What we say to ourselves in our quiet spaces gives birth to actions. Life is the consequences of those events. If we wish to alter the course of our existence, to change its path, or to enjoy more the process, we must begin with the thoughts that steer it.
For example, let us take the overused, beaten down, threadbare expression: “I’m going on a diet.” At the point when the peoples of all nations unite in solidarity and appoint me Head Honcho in charge of Global Linguistics, I shall ban the expression; I find its limited options lead to broken promises, loss of joy, low self esteem, and eventual failure.
In the stark and barren world where one “goes on a diet,” it automatically implies one must — at some time — go off a diet. All is black and white; there is no gray; only “on” or “off,” “good” or “bad,” “following the diet” or “cheating.” The gradations of in-between, which fill most of life, do not exist as, in that thought process, one cannot be “a little off” anymore than one can be “a little pregnant.”
This perfect/awful thinking supposedly drives us to be perfect, which is an impossibility, so we inevitably label ourselves as “failures.” Those of us who are recovering perfectionists know well the mantra of the dieter who has crossed to the dark side: “As long as I blew it, I might as well really blow it! I can start again tomorrow.” (or “Monday,” or “next year”…) Once I have failed, I might as well get all of the “failing” out of my system, cleaning myself so I will be ready for to be perfect next time (ignoring the fact that it too will end up the same way).
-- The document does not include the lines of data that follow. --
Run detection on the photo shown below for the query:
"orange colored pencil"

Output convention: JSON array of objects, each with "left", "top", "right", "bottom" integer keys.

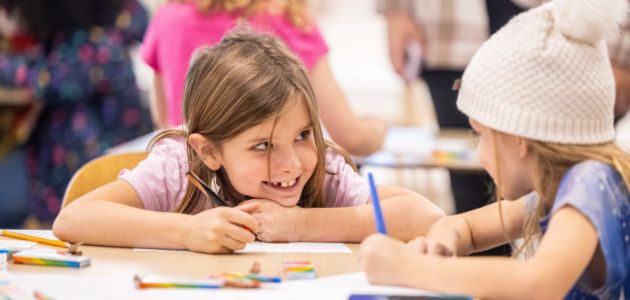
[{"left": 0, "top": 230, "right": 69, "bottom": 248}]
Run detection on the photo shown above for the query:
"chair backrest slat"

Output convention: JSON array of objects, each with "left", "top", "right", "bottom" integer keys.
[{"left": 61, "top": 152, "right": 148, "bottom": 209}]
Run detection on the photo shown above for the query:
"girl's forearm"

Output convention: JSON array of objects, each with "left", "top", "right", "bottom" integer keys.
[
  {"left": 53, "top": 200, "right": 191, "bottom": 249},
  {"left": 298, "top": 196, "right": 444, "bottom": 242}
]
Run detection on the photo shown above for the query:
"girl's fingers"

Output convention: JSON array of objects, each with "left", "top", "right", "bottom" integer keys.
[
  {"left": 427, "top": 241, "right": 454, "bottom": 257},
  {"left": 235, "top": 201, "right": 260, "bottom": 214},
  {"left": 426, "top": 240, "right": 440, "bottom": 256},
  {"left": 216, "top": 245, "right": 234, "bottom": 254},
  {"left": 418, "top": 240, "right": 428, "bottom": 254},
  {"left": 223, "top": 222, "right": 256, "bottom": 244},
  {"left": 225, "top": 208, "right": 259, "bottom": 233},
  {"left": 407, "top": 238, "right": 420, "bottom": 251},
  {"left": 436, "top": 243, "right": 454, "bottom": 257},
  {"left": 219, "top": 233, "right": 247, "bottom": 251},
  {"left": 409, "top": 238, "right": 428, "bottom": 254}
]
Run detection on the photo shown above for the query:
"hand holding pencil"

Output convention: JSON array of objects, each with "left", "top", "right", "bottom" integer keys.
[{"left": 367, "top": 172, "right": 387, "bottom": 234}]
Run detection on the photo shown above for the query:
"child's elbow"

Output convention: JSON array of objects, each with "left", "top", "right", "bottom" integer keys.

Success in anything is rarely cut and dried. Rather the definition varies from one person to the next; sometimes even within oneself, depending on circumstances. Success is fluid; it requires parsing and nuance. More times than not, it is a two-step forward, one-step backward progression. In the sphere of success, one does not have it one day, lose it the next, regain it the third. She is more successful than she is not, learns from mistakes, makes adjustments — and therefore moves in a generally successful direction. Successful people have setbacks; the difference is they don’t see them as the end of the line.
Only in mathematics and science, can lines can be clearly drawn.
Two plus two will always equal four. In matters related of the heart and mind, crystal clear, straight-line delineation is not possible. We are not rigid robotroids fitting precision machined, pre-ordained molds. One cannot apply a formula to us and expect an exact result. We are too complex — and too human — for that.
The nice thing about that is if we accept that we will make mistakes, and can find a way to label them not as “failures,” but rather “feedback,” we can adjust, change, and even excel.